Long-term hypokalemia can damage the renal tubules and cause potassium-deficient nephropathy. The renal tubular concentration, ammonia synthesis, hydrogen secretion and chloride ion reabsorption functions can all be reduced or enhanced. The sodium excretion function or sodium reabsorption function can also be reduced, resulting in metabolic hypokalemia and hypochlorite alkali poisoning.

4. Endocrine and metabolic system

Hypokalemia may cause impaired glucose tolerance. Children with long-term potassium deficiency will have delayed growth and development. In patients with hypokalemia, urinary potassium excretion is reduced (24 hours), but in those caused by renal tubular acidosis and acute renal failure, urinary potassium excretion increases (>40mmol/24 hours).

5. Digestive system

Potassium deficiency can slow down intestinal motility. People with mild potassium deficiency only experience loss of appetite, abdominal distension, nausea and constipation; severe potassium deficiency can cause paralytic ileus.

treat

1. Acute hypokalemia

Emergency measures should be taken for treatment; for chronic hypokalemia, as long as the blood potassium is not lower than 3mmol/L, the cause can be checked first and then treated accordingly.

2. Potassium supplement

It should be determined based on blood potassium levels. Patients with blood potassium levels between 3.5 and 4 mmol/L do not need additional potassium supplements. They only need to be encouraged to eat more foods rich in potassium, such as fresh vegetables, fruit juice and meat. When blood potassium is between 3.0 and 3.5 mmol/L, whether potassium supplementation is necessary should be determined based on the patient's specific situation. Potassium supplements should be taken if the patient has had arrhythmia, congestive heart failure, heart failure being treated with digitalis, ischemic heart disease, or a history of myocardial infarction. Patients who are generally in good condition may only be encouraged to eat foods rich in potassium or take oral potassium preparations. Those with blood potassium levels below 3.0mmol/L should take potassium supplements.
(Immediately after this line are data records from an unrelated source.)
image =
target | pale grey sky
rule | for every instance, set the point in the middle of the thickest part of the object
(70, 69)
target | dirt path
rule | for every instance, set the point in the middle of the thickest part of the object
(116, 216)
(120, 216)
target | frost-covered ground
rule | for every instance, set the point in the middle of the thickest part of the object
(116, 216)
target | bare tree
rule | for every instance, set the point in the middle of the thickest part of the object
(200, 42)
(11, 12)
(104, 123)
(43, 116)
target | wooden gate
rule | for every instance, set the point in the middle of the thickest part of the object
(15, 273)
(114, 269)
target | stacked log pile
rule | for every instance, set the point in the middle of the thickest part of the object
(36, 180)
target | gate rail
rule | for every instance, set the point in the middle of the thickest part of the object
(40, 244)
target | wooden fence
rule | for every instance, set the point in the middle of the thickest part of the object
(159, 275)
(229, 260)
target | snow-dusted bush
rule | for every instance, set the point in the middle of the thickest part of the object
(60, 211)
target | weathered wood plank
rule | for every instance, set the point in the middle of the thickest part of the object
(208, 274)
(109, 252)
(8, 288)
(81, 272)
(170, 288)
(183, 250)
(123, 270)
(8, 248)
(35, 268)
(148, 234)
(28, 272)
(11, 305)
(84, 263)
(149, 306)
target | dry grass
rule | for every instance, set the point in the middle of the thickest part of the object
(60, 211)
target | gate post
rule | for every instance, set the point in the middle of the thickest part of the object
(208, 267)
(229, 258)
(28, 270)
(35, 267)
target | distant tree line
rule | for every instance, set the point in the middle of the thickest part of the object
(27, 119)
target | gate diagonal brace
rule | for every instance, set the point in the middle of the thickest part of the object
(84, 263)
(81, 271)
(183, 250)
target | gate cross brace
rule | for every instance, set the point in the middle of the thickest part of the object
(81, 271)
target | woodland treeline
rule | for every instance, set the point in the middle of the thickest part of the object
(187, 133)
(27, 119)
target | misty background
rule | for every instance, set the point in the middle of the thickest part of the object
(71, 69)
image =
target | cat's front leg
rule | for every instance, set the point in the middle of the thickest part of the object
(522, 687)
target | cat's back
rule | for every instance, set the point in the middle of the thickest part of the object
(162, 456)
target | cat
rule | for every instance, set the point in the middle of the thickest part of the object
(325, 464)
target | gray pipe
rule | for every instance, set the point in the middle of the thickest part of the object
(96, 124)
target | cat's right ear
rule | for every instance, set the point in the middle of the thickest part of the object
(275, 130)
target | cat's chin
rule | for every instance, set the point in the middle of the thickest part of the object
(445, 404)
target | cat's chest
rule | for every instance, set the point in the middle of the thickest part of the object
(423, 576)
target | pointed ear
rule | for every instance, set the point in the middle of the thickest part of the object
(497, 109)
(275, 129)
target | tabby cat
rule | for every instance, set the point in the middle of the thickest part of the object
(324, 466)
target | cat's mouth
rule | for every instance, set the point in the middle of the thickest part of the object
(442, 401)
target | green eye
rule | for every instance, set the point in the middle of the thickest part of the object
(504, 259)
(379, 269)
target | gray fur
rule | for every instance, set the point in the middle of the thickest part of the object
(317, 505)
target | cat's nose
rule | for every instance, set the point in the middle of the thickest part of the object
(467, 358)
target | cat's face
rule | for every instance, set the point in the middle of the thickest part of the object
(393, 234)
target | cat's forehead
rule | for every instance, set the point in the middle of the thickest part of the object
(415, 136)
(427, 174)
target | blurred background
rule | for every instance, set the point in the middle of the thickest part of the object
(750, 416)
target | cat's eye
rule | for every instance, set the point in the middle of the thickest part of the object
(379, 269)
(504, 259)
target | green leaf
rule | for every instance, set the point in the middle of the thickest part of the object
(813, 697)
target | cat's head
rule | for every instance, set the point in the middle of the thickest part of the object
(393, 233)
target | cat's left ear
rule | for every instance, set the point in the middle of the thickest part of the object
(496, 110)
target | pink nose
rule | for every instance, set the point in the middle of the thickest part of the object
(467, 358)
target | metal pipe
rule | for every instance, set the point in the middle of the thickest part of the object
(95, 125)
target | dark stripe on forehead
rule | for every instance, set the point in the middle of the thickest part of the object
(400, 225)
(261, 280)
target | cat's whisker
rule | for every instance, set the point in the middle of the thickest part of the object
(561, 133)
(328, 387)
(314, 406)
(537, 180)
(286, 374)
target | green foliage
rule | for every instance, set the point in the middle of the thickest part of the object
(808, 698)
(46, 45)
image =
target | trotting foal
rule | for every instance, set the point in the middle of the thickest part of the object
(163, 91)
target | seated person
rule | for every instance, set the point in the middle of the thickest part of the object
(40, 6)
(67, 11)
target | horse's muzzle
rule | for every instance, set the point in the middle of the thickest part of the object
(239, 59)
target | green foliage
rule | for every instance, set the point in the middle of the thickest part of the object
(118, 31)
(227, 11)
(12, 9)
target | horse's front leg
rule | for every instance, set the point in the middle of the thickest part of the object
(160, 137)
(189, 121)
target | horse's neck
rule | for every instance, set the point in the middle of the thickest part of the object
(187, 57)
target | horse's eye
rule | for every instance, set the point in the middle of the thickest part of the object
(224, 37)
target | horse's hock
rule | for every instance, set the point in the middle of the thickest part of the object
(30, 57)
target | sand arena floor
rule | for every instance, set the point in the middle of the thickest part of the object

For mild cases, only oral potassium is needed, with 10% potassium chloride being the preferred medicine. Serum potassium should be monitored during oral potassium preparations. If the blood magnesium level is lower than 0.5mmol/L, 50% magnesium sulfate should be injected intramuscularly. 10% magnesium sulfate can also be taken orally.

Severely ill patients (including those with arrhythmia, rapid ventricular rate, severe cardiomyopathy, and familial periodic paralysis) should receive intravenous potassium preparations, and potassium chloride is also the commonly used preparation. Serum potassium should be monitored during the infusion or by electrocardiogram. For patients with acidosis or without hypochloremia, 20 ml of 31.5% potassium glutamate solution should be added to 5% glucose solution and slowly dripped intravenously. Potassium chloride should not be used at this time.

3. Correct water and other electrolyte metabolism disorders

Many of the causes of hypokalemia can simultaneously cause the loss of water and other electrolytes such as sodium and magnesium. Therefore, they should be checked promptly and must be actively treated once discovered. As mentioned above, if hypokalemia is caused by magnesium deficiency, potassium supplementation alone will be ineffective without magnesium supplementation.